Okay, it shouldn't bother me, but..."called Scherzo". It just seems so 5th grade book report. Might I suggest: entitled, or titled, named, designated...hell, even christened, dubbed, or consecrated would have been more interesting.
Also, more to the point, while scherzo does originate from an Italian word meaning "joke", you should know that in this context the word scherzo has more connotations as a formal movement than as an evocative title. It's a lively movement (traditionally speaking) that was used to replace the obligatory, and often boring minuet movement. It's more of a perfunctory title....m'kay?
Phillips' new piece was so interesting, I wished it were longer.
Bassist Timothy Cobb, who was a fully integrated member of the ensemble in the Phillips,...
And here I was, like an idiot, thinking the Phillips was a string quartet.
Thanks for leaving me hanging, Mr. Kanny.
....[Cobb] also joined the quartet after intermission for Antonin Dvorak's String Quintet in G, Op. 77. It was performed in five movements, with the "Intermezzo: Notturno" that is often omitted and also is played separately sometimes.
lol! (as the kiddies would say). Nice sentence construction. /sarcasm
Daniel Phillips took the first chair for the Dvorak. He is a player of exceptional depth...

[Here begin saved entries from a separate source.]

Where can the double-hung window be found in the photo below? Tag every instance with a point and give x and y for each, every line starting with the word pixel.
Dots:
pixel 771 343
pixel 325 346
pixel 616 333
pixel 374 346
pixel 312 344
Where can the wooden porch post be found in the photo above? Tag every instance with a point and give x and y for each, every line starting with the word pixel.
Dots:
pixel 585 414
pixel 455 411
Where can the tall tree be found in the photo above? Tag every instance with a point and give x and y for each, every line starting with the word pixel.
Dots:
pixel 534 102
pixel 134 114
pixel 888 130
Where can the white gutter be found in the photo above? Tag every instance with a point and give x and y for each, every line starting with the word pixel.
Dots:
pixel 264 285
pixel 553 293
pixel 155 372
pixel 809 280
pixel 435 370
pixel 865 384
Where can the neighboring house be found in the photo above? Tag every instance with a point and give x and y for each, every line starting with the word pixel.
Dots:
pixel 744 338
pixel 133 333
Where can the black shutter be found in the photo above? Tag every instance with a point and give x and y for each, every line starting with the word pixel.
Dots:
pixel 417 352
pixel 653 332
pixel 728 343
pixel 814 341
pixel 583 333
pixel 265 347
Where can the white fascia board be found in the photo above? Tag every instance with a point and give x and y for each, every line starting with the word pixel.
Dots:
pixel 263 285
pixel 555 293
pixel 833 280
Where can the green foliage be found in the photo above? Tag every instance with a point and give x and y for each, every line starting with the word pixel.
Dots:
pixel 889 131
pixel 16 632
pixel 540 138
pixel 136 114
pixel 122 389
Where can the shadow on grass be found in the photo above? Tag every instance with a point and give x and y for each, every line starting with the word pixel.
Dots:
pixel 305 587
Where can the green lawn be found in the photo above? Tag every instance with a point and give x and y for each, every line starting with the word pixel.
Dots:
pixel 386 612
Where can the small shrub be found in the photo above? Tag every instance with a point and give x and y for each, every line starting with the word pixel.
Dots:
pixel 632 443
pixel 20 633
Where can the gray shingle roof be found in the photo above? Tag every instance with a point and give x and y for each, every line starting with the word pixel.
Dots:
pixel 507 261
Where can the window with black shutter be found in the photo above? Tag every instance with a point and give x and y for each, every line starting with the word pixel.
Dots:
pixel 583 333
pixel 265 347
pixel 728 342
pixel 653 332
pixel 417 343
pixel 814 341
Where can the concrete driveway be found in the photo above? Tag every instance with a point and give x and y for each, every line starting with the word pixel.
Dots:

I guess unlike his brother...?
...who led a performance fully in touch with Dvorak's emotional world. The "Notturno" was so beautiful, one wondered how it could ever be omitted, while the "Poco Andante" fourth movement was heavenly.
hmmm...interesting idea juxtaposing the beauty of the omitted movement with one performed...
Nor did the performance slight the physical exuberance of Dvorak's personality.